La maison de M. Villenave avait donc son caractère à elle, emprunté au caractère de celui qui l'habitait.
Elle était bâtie de pierres qui, avec le temps, de blanches, étaient devenues grises, et qui, de grises, étaient en train de devenir noires.
Elle ne donnait pas sur la rue ; sévère et triste, elle ne se passait point de ces distractions-là, non ; ce qui donnait sur la rue, c'était un mur haut de dix pieds, espèce d'ouvrage avancé, garni en haut de pointes de verre biscornues et menaçantes.
Ce mur était troué d'une petite et d'une grande porte. La grande porte, excepté en cas de voiture, restait toujours fermée, était rouillée sur ses gonds, ankylosée dans sa serrure ; la petite porte seule, attenante à la loge du portier, s'ouvrait et donnait passage dans un jardin – jardin battu partout, avec des allées sans plates-bandes, avec des treilles sans raisins, avec des arbres sans ombre, avec des arbres sans feuilles.
Si, par hasard, dans un coin, poussait une fleur, c'était une fleur sauvage qui avait pris cet enclos humide pour un désert, et qui, par erreur, y avait poussé : un liseron, une pâquerette, un bouton d'or. Un jour, la pauvre fleur entendait un cri de surprise, et elle voyait s'approcher d'elle, l'oeil fixe, la respiration haletante, le pas suspendu, une jolie enfant rose, aux cheveux blonds et bouclés, qui la prenait furtivement et avec les mêmes précautions qu'elle eût fait d'un papillon, et qui, l'ayant prise, courait toute joyeuse et tout étonnée à sa mère en criant :
- Maman, maman ! une fleur !...
De ce jardin, qui pouvait avoir quinze mètres carrés, et qui, du côté de la maison, se terminait par une bande de pavés, on passait dans un corridor carrelé de carreaux rouges, conduisant à un escalier qui en formait la perspective.
Mais, avant d'arriver à cet escalier, quatre portes s'ouvraient : d'abord, à gauche, celle de la salle à manger, dont la fenêtre donnait sur l'endroit le plus éclairé du jardin ; à droite, en face, celle d'une petite pièce sans importance dans laquelle moisissaient une table et trois ou quatre vieux fauteuils ; à quelques endroits de la muraille, sans que personne s'en inquiétât, le papier se détachait, et, boursouflé, se pointillait de taches vertes et blanches – puis, à gauche encore, la porte de la cuisine ; à droite, celle du garde-manger et de l'office.
Ce rez-de-chaussée, sombre et humide, était une espèce de catacombe où l'on ne descendait qu'à l'heure des repas.
La véritable habitation, celle où nous fûmes introduits, était au premier.
Le premier se composait d'un petit et d'un grand salon, de la chambre à coucher de madame Villenave et de celle de madame Waldor.
Nous laisserons le petit salon et les deux chambres à coucher pour ne nous occuper que du grand salon, qui, après les mansardes, – hâtons-nous de consigner cela ici afin d'avoir le droit de les visiter, qui, après les mansardes, était la pièce la plus curieuse de la maison.
C'était un carré long ayant à chacun de ses angles une console supportant un buste.

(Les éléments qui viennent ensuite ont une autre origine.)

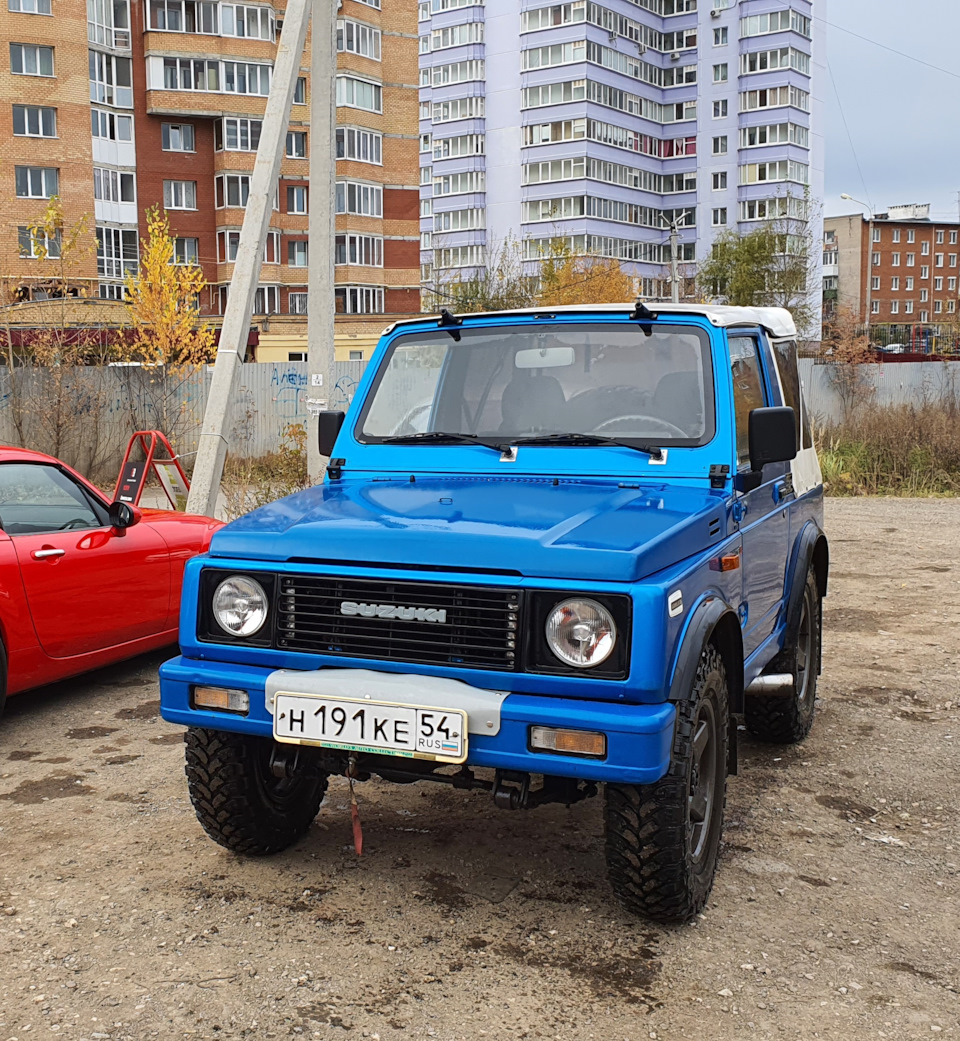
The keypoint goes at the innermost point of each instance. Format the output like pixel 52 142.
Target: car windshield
pixel 512 383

Un de ces bustes était celui du maître de la maison.
Entre les deux bustes, au fond, sur une table de marbre faisant face à la cheminée, était la pièce d'art et d'archéologie la plus importante du salon : c'était l'urne de bronze dans laquelle avait été enfermé le coeur de Bayard.
Un petit bas-relief courant à sa circonférence montrait le chevalier sans peur et sans reproche, appuyé à un arbre, et baisant la croix de son épée.
Puis venaient quatre grands tableaux représentant trois portraits et un paysage.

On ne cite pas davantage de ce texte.